Stem socked Denny in the mouth.
It wasn’t an expert blow—it landed clumsily, a bit askew—but it was enough to send Denny tumbling back onto his chair. Blood bubbled up instantly from his lower lip. He gave a dazed shake of his head. Abby shrieked, “Stop! Please stop!” and Jeannie said, “Oh, for heaven’s sake,” and Susan started crying again and biting her knuckles. The others appeared in the doorway so instantaneously that it almost seemed they’d been lying in wait for this. Stem was looking surprised. He stared down at his fist, which was scraped across the knuckles. He shifted his gaze to Denny.
“Out,” Jeannie ordered everyone.
Then she said, in a weary tone of voice, “First we’re going to clean the wound and see if it needs stitches.”
6
ABBY FELT NERVOUS AT FIRST about the appointment with Dr. Wiss, but then she thought, “I can do this, because I’m so familiar with my mother’s Wiss pinking shears.” And the exact, clunky weight of those shears instantly came to her mind, along with the too-thick handle loop that pressed uncomfortably against the bone at the base of her thumb, and the initial balkiness as the heavy teeth began chewing into the fabric.
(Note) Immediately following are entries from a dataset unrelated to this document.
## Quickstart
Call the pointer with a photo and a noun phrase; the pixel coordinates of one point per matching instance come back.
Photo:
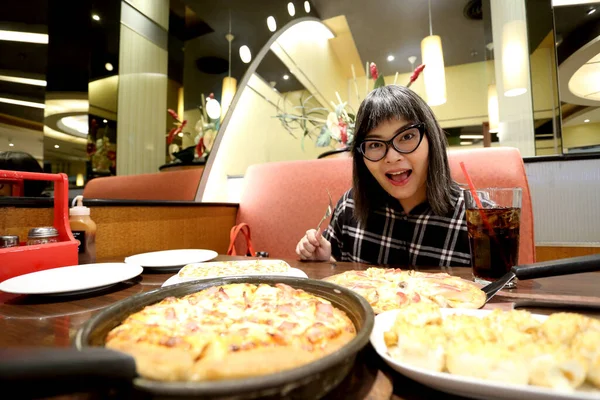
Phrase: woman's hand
(313, 246)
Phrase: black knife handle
(565, 266)
(43, 372)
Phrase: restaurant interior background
(85, 89)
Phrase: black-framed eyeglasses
(405, 141)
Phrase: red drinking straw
(480, 207)
(472, 187)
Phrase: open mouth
(399, 177)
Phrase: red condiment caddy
(21, 260)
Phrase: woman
(404, 208)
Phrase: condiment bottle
(84, 230)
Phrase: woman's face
(403, 176)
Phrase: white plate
(295, 272)
(171, 258)
(71, 280)
(466, 386)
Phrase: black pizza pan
(90, 359)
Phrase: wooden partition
(124, 230)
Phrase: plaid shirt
(391, 236)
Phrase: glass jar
(42, 235)
(8, 241)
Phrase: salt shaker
(42, 235)
(9, 241)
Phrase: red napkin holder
(21, 260)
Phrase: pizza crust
(163, 350)
(389, 289)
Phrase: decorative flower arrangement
(337, 126)
(206, 129)
(101, 152)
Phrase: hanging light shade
(227, 93)
(213, 108)
(493, 112)
(515, 60)
(434, 74)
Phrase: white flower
(333, 126)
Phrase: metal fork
(327, 212)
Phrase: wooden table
(53, 321)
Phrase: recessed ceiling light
(27, 37)
(245, 54)
(272, 24)
(22, 103)
(471, 136)
(25, 81)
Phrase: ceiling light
(434, 76)
(493, 109)
(245, 54)
(272, 24)
(22, 103)
(471, 136)
(27, 37)
(78, 123)
(515, 59)
(213, 108)
(25, 81)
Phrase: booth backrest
(174, 185)
(282, 200)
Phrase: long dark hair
(391, 103)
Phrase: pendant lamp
(434, 74)
(229, 83)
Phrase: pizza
(388, 288)
(560, 352)
(229, 268)
(231, 331)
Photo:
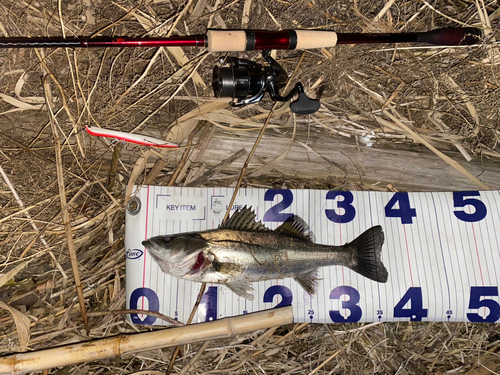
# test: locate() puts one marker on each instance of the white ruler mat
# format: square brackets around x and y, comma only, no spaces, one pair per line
[441,251]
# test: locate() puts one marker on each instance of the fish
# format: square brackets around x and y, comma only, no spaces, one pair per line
[242,250]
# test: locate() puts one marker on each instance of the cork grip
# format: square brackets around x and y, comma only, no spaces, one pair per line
[315,39]
[226,40]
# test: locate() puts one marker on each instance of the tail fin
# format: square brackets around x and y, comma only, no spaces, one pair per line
[369,245]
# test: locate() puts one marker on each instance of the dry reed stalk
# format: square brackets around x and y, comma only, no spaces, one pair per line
[190,319]
[130,344]
[257,141]
[62,196]
[447,159]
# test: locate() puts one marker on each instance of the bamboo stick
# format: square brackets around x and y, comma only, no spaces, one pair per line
[22,363]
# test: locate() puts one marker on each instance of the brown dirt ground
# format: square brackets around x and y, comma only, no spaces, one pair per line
[452,94]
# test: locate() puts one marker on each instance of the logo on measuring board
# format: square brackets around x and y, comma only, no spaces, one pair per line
[133,253]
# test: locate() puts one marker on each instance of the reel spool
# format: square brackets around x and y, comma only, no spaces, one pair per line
[246,82]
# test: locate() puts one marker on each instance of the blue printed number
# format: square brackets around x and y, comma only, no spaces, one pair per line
[351,304]
[416,311]
[280,290]
[405,212]
[274,213]
[209,300]
[349,210]
[153,305]
[459,201]
[475,302]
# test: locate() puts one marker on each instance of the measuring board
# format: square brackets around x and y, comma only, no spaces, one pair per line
[441,252]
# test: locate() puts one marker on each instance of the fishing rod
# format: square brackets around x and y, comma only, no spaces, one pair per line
[246,81]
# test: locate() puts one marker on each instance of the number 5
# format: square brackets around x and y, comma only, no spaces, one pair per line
[475,302]
[460,201]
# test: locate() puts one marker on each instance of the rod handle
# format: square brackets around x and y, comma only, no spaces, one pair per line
[249,40]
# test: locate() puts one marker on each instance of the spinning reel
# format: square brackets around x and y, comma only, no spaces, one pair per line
[248,81]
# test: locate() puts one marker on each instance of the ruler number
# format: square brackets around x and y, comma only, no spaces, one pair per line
[475,302]
[460,201]
[209,302]
[153,305]
[405,212]
[349,210]
[416,311]
[274,213]
[351,304]
[279,290]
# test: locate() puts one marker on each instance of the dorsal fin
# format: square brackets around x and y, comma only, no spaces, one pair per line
[296,227]
[244,220]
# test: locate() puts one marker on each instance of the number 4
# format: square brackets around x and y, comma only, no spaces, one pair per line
[405,212]
[416,311]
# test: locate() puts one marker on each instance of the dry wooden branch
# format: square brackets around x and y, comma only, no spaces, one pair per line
[23,363]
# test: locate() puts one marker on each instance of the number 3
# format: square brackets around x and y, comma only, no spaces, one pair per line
[349,210]
[351,304]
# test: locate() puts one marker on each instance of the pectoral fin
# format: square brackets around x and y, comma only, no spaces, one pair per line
[241,288]
[308,281]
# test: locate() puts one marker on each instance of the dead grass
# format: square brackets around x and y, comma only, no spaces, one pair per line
[395,96]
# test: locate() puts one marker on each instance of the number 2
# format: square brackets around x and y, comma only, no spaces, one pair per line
[274,213]
[279,290]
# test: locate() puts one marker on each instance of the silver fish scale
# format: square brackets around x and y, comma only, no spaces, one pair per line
[256,256]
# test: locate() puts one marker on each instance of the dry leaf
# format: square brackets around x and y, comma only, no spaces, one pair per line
[22,323]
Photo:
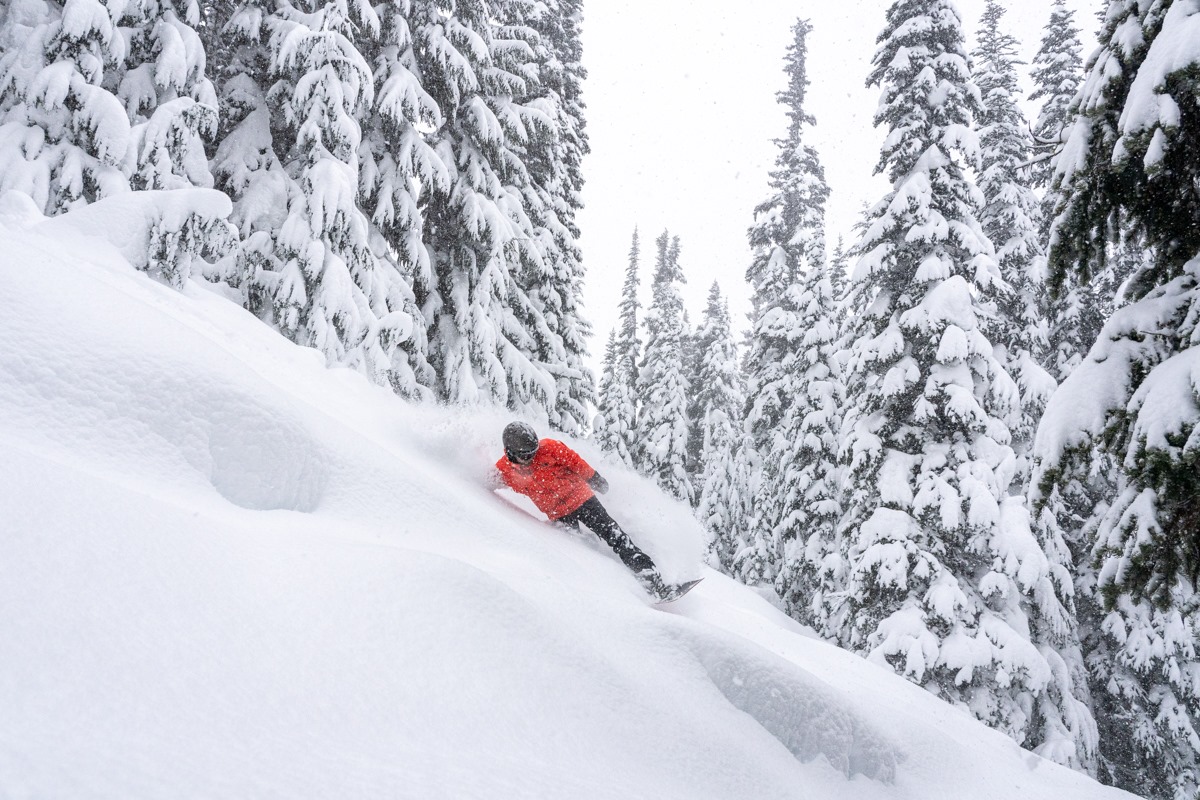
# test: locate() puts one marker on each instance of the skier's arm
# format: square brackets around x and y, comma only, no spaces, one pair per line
[598,482]
[575,462]
[493,480]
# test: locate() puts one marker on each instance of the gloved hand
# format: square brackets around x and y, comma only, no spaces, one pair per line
[598,483]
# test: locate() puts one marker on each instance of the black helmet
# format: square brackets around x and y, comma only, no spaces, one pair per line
[520,441]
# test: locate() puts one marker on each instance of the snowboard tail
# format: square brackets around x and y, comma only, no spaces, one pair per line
[675,591]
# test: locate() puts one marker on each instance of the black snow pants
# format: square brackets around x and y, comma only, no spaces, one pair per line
[597,519]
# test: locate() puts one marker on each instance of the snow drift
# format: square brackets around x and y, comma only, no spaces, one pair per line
[228,571]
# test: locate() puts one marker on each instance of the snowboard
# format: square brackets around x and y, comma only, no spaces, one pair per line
[677,591]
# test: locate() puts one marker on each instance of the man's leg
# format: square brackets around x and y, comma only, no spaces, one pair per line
[593,515]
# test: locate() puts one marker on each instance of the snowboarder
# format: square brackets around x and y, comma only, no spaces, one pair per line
[563,487]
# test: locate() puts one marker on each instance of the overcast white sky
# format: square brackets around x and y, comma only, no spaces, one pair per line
[682,115]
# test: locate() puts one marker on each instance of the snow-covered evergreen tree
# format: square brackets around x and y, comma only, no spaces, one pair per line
[808,489]
[787,240]
[663,380]
[555,144]
[64,134]
[167,95]
[397,169]
[1075,314]
[333,292]
[484,330]
[720,400]
[1056,72]
[618,428]
[1009,218]
[943,569]
[1127,174]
But wait. Really, the one kind of Wiss had nothing to do with the other.
It was Nora who made th
e appointment. She had called her pastor for the name of a gerontologist, and then she phoned Dr. Wiss’s office without consulting Abby. Meddlesome! She must have discussed it first with Red, though, because when Abby complained to him he didn’t seem surprised, and he told her it wouldn’t hurt to hear what a doctor had to say.
Abby was finding that Nora had started to get on her nerves. Why, for instance, did she persist in calling Abby “Mother Whitshank”? It made Abby sound like an old peasant woman in wooden clogs and a headscarf. Abby had offered all her children’s spouses a choice of “Mom” or “Abby” when they first joined the family. “Mother Whitshank” hadn’t so much as crossed her lips.
Also, Nora stacked the plates on top of each other when she was clearing the table, instead of carrying one in each hand as Abby had been taught was polite. All the plates arrived in the kitchen with food stuck to their backs. Yet she criticized Abby’s housekeeping! Or that was her implication, at least, when she blamed the dust in the rugs for Sammy’s allergies. And she cooked fatty fried foods that were bad for Red’s heart, and she was much too lax with her children, and that queen bed she had requested completely filled Stem’s little room, barely allowing space for a person to edge around it.
Oh, well, this was just roommate-itis, Abby told herself. It was rubbing elbows at too-close quarters; that was why she felt so irritable.
She told herself this several times a day.
She also reminded herself that some of our connections are brand-new connections, unrelated to our past incarnations—new experiences to broaden our horizons. Maybe Nora’s role in Abby’s life was to deepen and enrich Abby’s soul; could that be true?